# Hands-On Tutorial: Using PySpark in Dataiku[¶](https://knowledge.dataiku.com/latest/courses/dss-and-spark/pyspark/index.html#hands-on-tutorial-using-pyspark-in-dataiku "Permalink to this headline")

Out of the numerous ways to interact with Spark, the DataFrames API, introduced back in Spark 1.3, offers a very convenient way to do data science on Spark using Python (thanks to the PySpark module), as it emulates several functions from the widely used Pandas package. Let’s see how to do that in Dataiku in the short article below.

## Prerequisites[¶](https://knowledge.dataiku.com/latest/courses/dss-and-spark/pyspark/index.html#prerequisites "Permalink to this headline")

You have access to an instance of Dataiku with Spark enabled, and a working **installation of Spark, version 1.4+**.

We’ll use the MovieLens 1M dataset, made of 3 parts: ratings, movies and users. You can start with downloading and creating these datasets in Dataiku, and parse them using a Visual Data Preparation script to make them suitable for analysis:

You should end up with 3 datasets:

* movies

* users

* ratings

## Creating DataFrames using PySpark and DSS APIs[¶](https://knowledge.dataiku.com/latest/courses/dss-and-spark/pyspark/index.html#creating-dataframes-using-pyspark-and-dss-apis "Permalink to this headline")

As with regular Python, one can use Jupyter, directly embedded in DSS, to analyze interactively its datasets.
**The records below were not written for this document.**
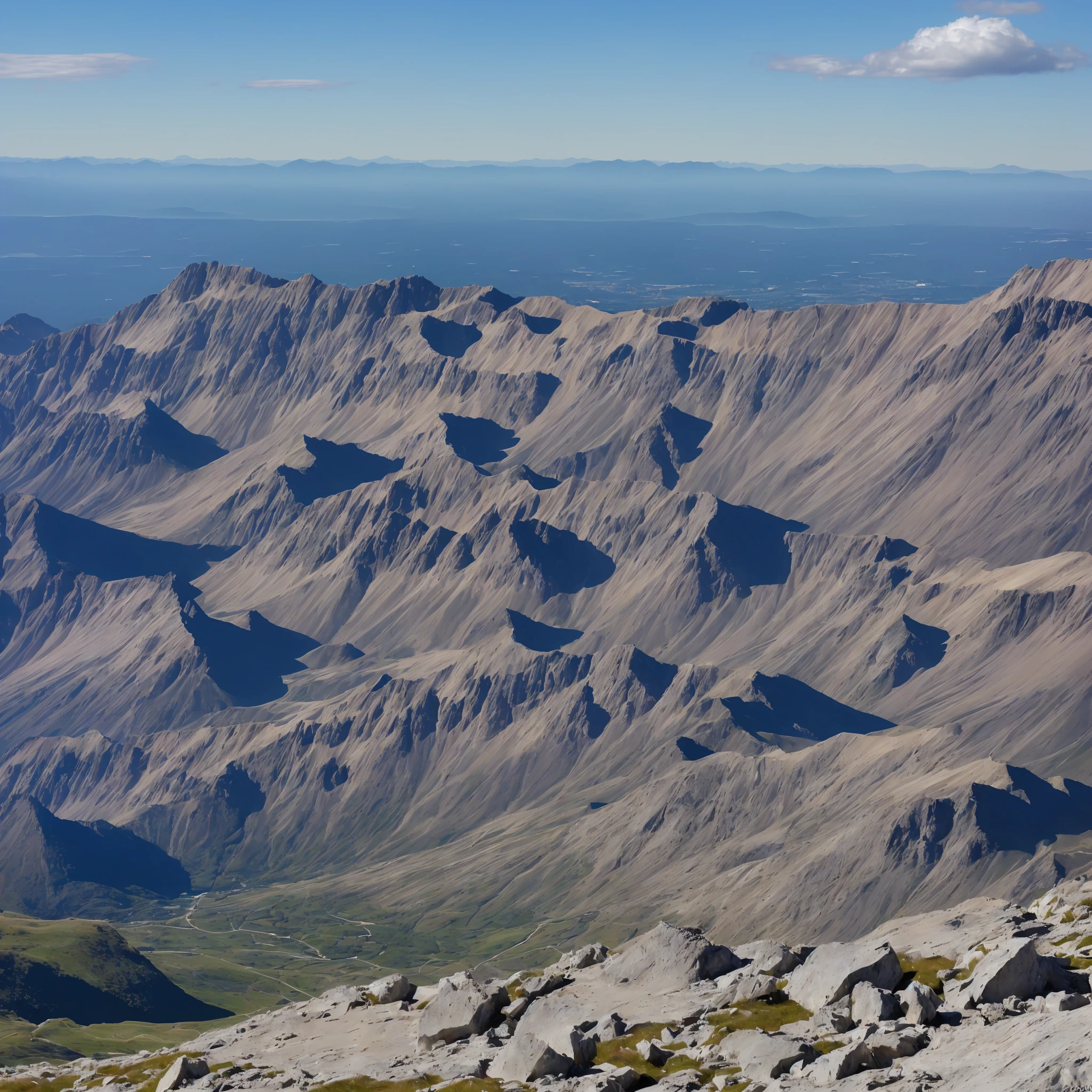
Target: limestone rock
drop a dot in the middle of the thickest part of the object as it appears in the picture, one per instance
(183, 1071)
(768, 957)
(764, 1056)
(871, 1005)
(527, 1058)
(832, 970)
(580, 959)
(844, 1062)
(670, 957)
(395, 987)
(652, 1052)
(461, 1008)
(919, 1004)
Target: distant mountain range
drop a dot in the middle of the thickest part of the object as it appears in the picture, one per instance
(457, 600)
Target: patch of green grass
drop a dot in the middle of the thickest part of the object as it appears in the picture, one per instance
(102, 1041)
(765, 1014)
(926, 971)
(20, 1047)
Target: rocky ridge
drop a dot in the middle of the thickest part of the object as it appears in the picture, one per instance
(1008, 1008)
(710, 607)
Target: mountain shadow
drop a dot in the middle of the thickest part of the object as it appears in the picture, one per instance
(448, 339)
(109, 554)
(175, 443)
(540, 324)
(1031, 810)
(537, 636)
(741, 549)
(786, 707)
(336, 468)
(478, 439)
(51, 866)
(565, 563)
(246, 664)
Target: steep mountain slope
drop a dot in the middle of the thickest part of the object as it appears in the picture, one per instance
(791, 593)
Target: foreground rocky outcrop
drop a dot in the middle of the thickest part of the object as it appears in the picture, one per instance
(662, 1010)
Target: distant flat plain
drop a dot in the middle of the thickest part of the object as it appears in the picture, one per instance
(68, 270)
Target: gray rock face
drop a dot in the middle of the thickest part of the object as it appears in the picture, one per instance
(919, 1004)
(183, 1071)
(871, 1005)
(832, 1019)
(527, 1058)
(652, 1052)
(845, 1062)
(395, 987)
(1014, 969)
(585, 957)
(832, 970)
(768, 957)
(669, 957)
(461, 1008)
(764, 1056)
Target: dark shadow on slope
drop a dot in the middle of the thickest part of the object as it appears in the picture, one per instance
(247, 664)
(895, 550)
(743, 548)
(678, 328)
(117, 555)
(786, 707)
(540, 324)
(175, 443)
(501, 301)
(721, 310)
(924, 648)
(565, 563)
(336, 468)
(448, 339)
(478, 439)
(681, 358)
(540, 637)
(539, 481)
(692, 751)
(1031, 812)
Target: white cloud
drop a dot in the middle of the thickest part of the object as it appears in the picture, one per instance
(1003, 7)
(65, 66)
(965, 49)
(291, 84)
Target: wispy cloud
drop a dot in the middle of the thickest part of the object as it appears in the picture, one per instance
(965, 49)
(65, 66)
(291, 84)
(1002, 7)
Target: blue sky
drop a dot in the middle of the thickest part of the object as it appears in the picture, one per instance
(689, 80)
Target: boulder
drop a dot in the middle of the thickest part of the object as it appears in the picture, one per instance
(887, 1047)
(183, 1071)
(768, 957)
(1062, 1002)
(1013, 969)
(545, 984)
(585, 957)
(919, 1004)
(560, 1024)
(761, 1056)
(844, 1062)
(869, 1004)
(832, 970)
(395, 987)
(670, 957)
(652, 1052)
(832, 1019)
(461, 1008)
(527, 1058)
(608, 1028)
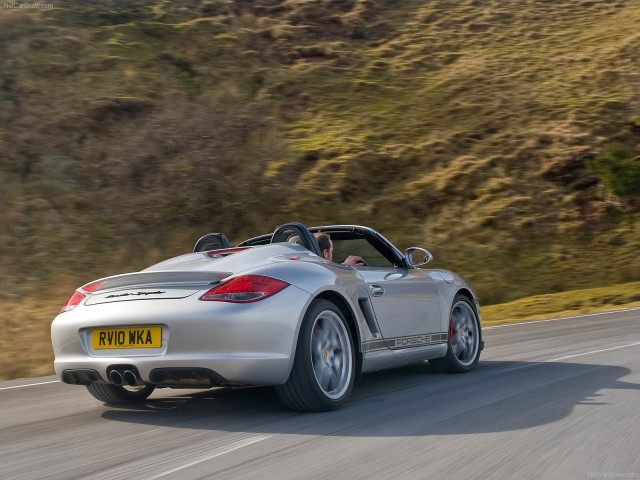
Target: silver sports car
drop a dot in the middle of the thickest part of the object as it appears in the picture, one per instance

Go to the Notebook section from DSS top navbar, click **New Notebook**, and choose Python. In the new modal window showing up, select **Template: Starter code for processing with PySpark**:

You are taken to a new Jupyter notebook, conveniently filled with starter code:

Let’s start with loading our DSS datasets into an interactive PySpark session, and store them in DataFrames.

DSS does the heavy lifting in terms of “plumbing”, so loading the Datasets into DataFrames is as easy as typing the following lines of code in your Jupyter notebook:

§ # Dataiku and Spark Python APIs

§ import dataiku

§ import dataiku.spark as dkuspark

§ import pyspark

§ from pyspark.sql import SQLContext

§ # Load PySpark

§ sc = pyspark.SparkContext()

§ sqlContext = SQLContext(sc)

§ # Point to the DSS datasets

§ users\_ds = dataiku.Dataset("users")

§ movies\_ds = dataiku.Dataset("movies")

§ ratings\_ds = dataiku.Dataset("ratings")

§ # And read them as a Spark dataframes

§ users = dkuspark.get\_dataframe(sqlContext, users\_ds)

§ movies = dkuspark.get\_dataframe(sqlContext, movies\_ds)

§ ratings = dkuspark.get\_dataframe(sqlContext, ratings\_ds)

The hardest part is done. You can now start using your DataFrames using the regular Spark API.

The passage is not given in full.